Mediation and claims handling

Aviva said it strongly supports Injuries Resolution Board (IRB) mediation and consents at higher rates than the wider market across employer liability, public liability and motor claims. The IRB reports a 55% mediation success rate, with most cases settling within around three months – compared with an average of eleven months through the Assessment route.  

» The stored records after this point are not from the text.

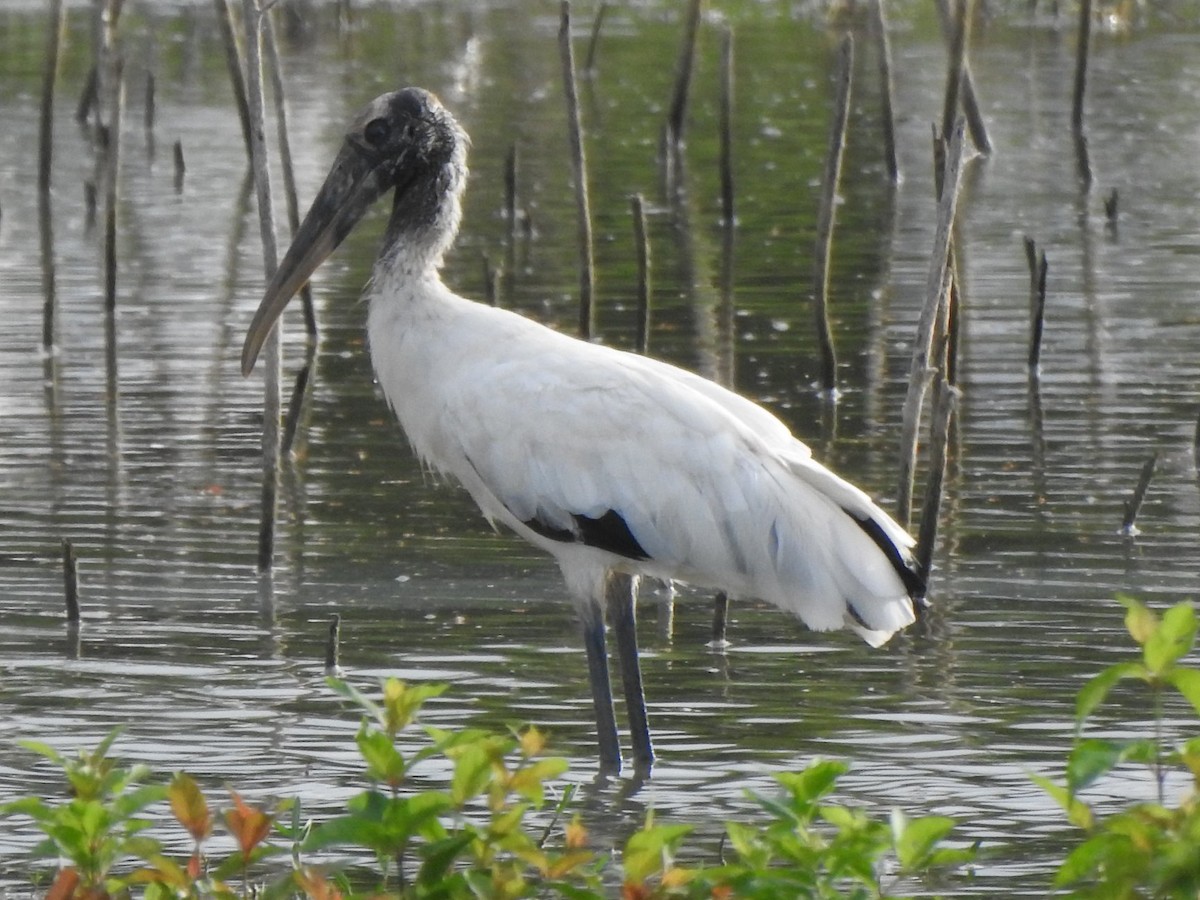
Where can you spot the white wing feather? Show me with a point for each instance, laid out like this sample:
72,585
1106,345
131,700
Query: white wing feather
713,487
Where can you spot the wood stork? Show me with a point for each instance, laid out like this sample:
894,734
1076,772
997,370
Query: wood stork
617,465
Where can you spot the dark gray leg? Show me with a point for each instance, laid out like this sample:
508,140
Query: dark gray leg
621,595
592,617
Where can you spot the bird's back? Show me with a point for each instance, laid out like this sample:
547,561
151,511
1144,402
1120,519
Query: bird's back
576,445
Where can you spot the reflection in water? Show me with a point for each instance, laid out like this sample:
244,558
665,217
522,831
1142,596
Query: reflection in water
219,672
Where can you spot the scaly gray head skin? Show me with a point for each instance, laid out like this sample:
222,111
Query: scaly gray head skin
403,141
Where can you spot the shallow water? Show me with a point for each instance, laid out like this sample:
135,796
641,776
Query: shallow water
150,467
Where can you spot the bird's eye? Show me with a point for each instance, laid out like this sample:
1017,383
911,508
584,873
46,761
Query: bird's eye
376,132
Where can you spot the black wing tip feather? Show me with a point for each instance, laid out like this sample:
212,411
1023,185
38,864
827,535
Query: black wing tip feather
609,532
912,580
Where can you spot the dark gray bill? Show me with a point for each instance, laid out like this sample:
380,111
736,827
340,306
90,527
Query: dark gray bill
355,181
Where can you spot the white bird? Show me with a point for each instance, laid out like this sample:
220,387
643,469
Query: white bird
617,465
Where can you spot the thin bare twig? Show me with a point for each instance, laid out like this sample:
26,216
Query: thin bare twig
935,291
827,214
271,348
580,167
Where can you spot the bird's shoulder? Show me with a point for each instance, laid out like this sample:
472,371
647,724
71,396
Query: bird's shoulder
558,378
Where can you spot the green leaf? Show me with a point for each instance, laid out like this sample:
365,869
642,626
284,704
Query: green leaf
529,780
136,801
915,839
1140,621
347,690
1090,760
814,783
472,772
648,851
1171,640
1187,682
401,702
1097,688
378,750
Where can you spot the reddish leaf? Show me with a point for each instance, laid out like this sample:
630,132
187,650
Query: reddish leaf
247,825
64,886
190,807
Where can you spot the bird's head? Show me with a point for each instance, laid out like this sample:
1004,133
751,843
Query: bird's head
403,141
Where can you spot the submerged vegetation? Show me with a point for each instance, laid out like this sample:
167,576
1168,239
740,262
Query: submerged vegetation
491,829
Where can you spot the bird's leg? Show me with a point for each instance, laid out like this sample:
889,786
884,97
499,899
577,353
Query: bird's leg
621,594
592,616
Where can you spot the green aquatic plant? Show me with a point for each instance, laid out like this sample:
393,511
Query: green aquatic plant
474,837
1151,849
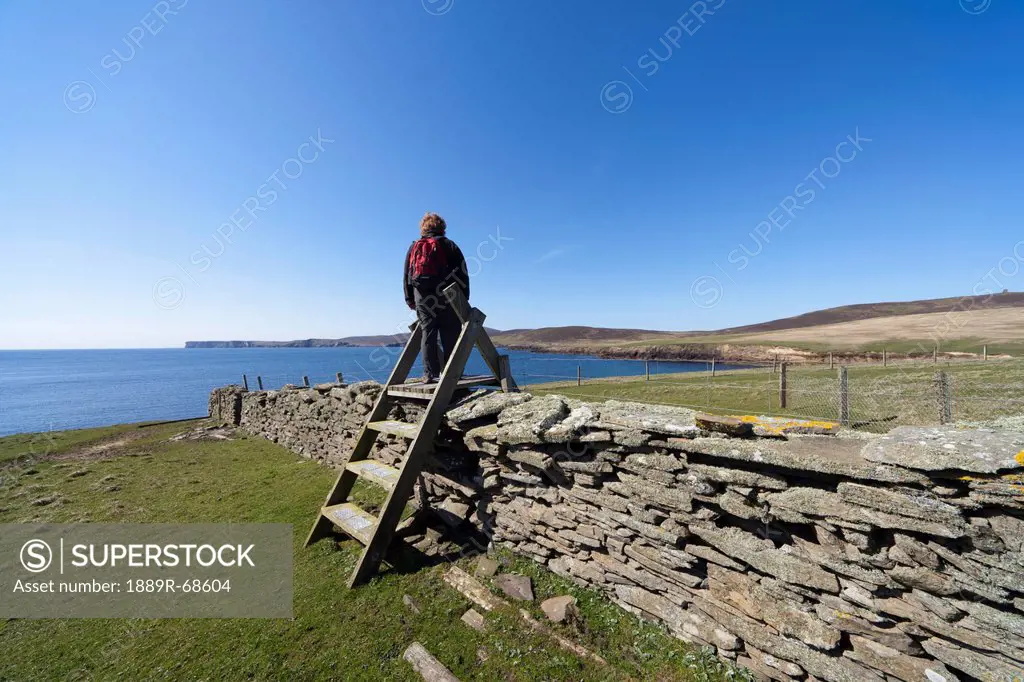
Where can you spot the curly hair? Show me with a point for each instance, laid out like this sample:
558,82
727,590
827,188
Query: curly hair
432,224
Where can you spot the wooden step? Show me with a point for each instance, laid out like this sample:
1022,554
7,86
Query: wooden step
354,521
391,427
426,391
376,472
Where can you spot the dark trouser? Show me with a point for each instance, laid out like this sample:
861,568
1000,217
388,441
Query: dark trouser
436,318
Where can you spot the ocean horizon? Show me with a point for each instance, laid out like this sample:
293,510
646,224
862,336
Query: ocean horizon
57,389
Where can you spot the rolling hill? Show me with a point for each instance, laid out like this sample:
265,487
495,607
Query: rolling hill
953,325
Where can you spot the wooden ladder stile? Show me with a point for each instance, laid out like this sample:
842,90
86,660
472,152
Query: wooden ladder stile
376,533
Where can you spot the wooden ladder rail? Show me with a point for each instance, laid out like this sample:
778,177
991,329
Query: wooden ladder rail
401,481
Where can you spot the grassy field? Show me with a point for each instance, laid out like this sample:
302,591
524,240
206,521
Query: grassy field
135,474
958,328
901,393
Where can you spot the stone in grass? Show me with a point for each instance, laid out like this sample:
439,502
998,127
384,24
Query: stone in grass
485,567
474,620
727,425
411,604
515,586
561,609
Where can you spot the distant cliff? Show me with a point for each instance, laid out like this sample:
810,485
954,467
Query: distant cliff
302,343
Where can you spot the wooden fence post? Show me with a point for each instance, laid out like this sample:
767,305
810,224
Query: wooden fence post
781,386
944,397
844,396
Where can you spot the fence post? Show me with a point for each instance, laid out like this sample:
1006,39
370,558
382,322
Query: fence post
781,386
944,397
844,396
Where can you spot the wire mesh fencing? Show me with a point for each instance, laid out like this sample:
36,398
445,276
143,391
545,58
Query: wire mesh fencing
871,396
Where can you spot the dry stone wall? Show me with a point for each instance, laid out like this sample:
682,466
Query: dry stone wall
834,557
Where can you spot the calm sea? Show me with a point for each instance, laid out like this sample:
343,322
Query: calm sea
43,390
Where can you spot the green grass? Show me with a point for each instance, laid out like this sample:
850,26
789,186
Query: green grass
915,347
336,633
901,393
33,445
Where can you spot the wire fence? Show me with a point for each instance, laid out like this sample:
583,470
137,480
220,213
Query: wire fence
873,396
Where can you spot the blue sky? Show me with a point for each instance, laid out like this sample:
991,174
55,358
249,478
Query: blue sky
604,163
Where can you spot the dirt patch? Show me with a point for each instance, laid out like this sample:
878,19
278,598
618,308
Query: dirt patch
207,433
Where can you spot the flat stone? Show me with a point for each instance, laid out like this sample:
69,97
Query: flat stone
525,423
745,594
652,418
474,620
941,607
979,666
816,454
485,567
733,476
534,458
815,502
594,467
515,586
924,579
781,426
737,505
727,425
713,556
411,603
669,463
897,664
574,426
848,623
488,405
918,551
821,666
754,552
948,449
904,502
560,609
1011,624
669,498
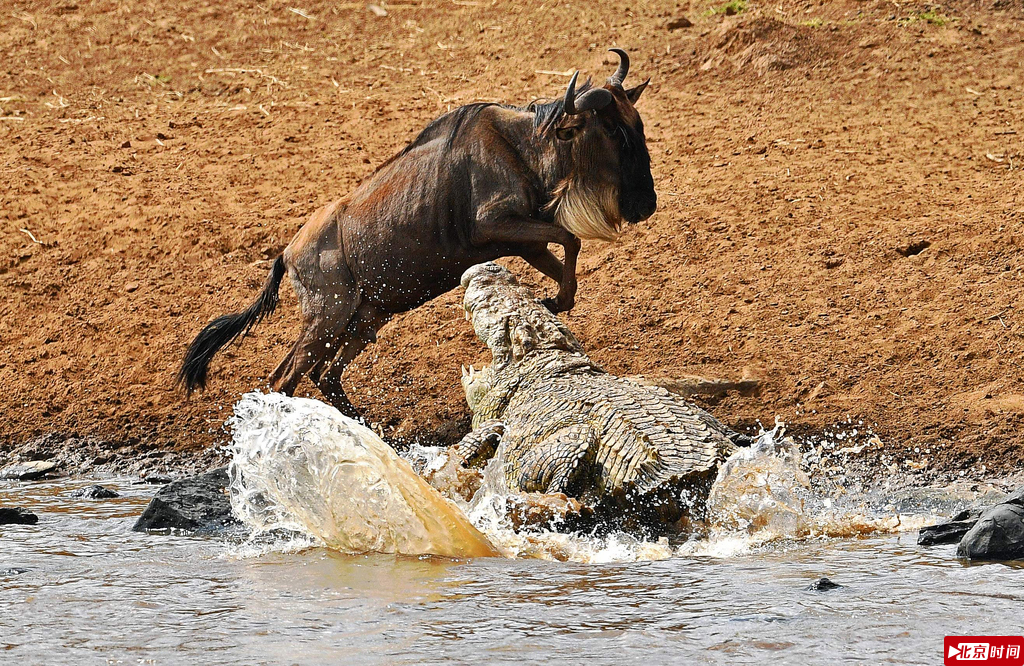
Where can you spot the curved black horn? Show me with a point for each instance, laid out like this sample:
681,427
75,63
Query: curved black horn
569,105
624,67
593,98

‘To continue reducing delays and avoid unnecessary costs, greater uptake of mediation from both claimants and respondents is vital. When both sides engage constructively, claims can be settled faster, more fairly and at significantly lower cost', Dennehy said

She concluded: 'We continue to pay all genuine claims, support the government’s reform programme and work closely with our service partners to mitigate the cost of inflation and supply chain pressures. Our focus remains clear: providing an excellent service to customers when they need us most’.